Tak wyłudzają pieniądze z ZUS‑u
Kobieta przez pół roku na urlopie macierzyńskim może dostawać z ZUS 6,6 tys. zł miesięcznie
22.08.2012 | aktual.: 22.08.2012 13:48
Metoda na dziecko
Trików na to jest kilka. Najpopularniejszy polega na zarejestrowaniu przez kobietę firmy i jednorazowym zapłaceniu przez nią najwyższej składki chorobowej - 3,3 tys. zł. Dzięki temu przyszła matka będzie przez pół roku na urlopie macierzyńskim dostawać z ZUS 6,6 tys. zł miesięcznie. W sumie może zyskać nawet 30 tys. zł. Po czym firmę rozwiązuje.
Inna metoda to skorzystanie z tzw. fermy, czyli firmy, która specjalizuje się w fikcyjnym zatrudnianiu kobiet tylko po to, aby wystąpić o zasiłek.

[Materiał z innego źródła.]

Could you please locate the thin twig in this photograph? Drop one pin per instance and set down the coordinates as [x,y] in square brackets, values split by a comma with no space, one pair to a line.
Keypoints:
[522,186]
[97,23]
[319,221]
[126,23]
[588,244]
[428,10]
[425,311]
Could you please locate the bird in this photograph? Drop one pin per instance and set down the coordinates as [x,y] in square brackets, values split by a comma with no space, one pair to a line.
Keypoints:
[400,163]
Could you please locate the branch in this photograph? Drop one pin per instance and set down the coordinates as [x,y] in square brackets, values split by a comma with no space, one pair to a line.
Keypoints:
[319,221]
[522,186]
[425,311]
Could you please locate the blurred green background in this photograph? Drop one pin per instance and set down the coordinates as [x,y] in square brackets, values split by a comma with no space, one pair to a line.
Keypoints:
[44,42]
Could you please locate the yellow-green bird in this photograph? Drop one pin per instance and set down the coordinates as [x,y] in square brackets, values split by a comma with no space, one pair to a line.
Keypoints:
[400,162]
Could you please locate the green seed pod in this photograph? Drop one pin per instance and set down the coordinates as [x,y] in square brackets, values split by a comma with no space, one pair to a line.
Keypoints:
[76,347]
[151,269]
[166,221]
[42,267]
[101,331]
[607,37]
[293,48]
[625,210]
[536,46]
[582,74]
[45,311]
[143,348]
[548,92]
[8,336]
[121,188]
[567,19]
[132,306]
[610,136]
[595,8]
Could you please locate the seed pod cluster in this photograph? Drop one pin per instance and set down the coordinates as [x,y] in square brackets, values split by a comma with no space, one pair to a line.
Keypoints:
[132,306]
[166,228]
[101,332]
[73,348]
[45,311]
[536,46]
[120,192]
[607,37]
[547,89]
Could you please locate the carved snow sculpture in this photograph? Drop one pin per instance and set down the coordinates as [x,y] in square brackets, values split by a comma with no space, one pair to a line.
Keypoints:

Gdy ZUS udowodni wyciąganie pieniędzy (co przychodzi mu z trudem), domaga się ich zwrotu. Składa też wnioski do prokuratury. Od stycznia 2009 do 30 czerwca 2012 r. ZUS odmówił lub kazał zwrócić zasiłek 1716 kobietom, podaje "GW".
Tysiąc za doradztwo
Proceder wyłudzania pieniędzy jest prosty. Wystarczy odpowiedzieć na jedno z ogłoszeń umieszczanych na ulicznych plakatach czy internecie.
"Pomogę kobiecie w ciąży otrzymać duży ZUS z tytułu urodzenia dziecka". "Chcesz dowiedzieć się, jak zapewnić sobie i swojemu kochanemu dziecku właściwą opiekę i godziwie wysoki zasiłek macierzyński? Pomożemy" "Możesz dostać kilkanaście tysięcy złotych. Zajmę się całą sprawą, mam w tym doświadczenie, jestem prawnikiem. Wynagrodzenie zapłacisz mi dopiero po otrzymaniu od państwa wysokiego ZUS-u" – przykłady anonsów, jakie podaje „GW”.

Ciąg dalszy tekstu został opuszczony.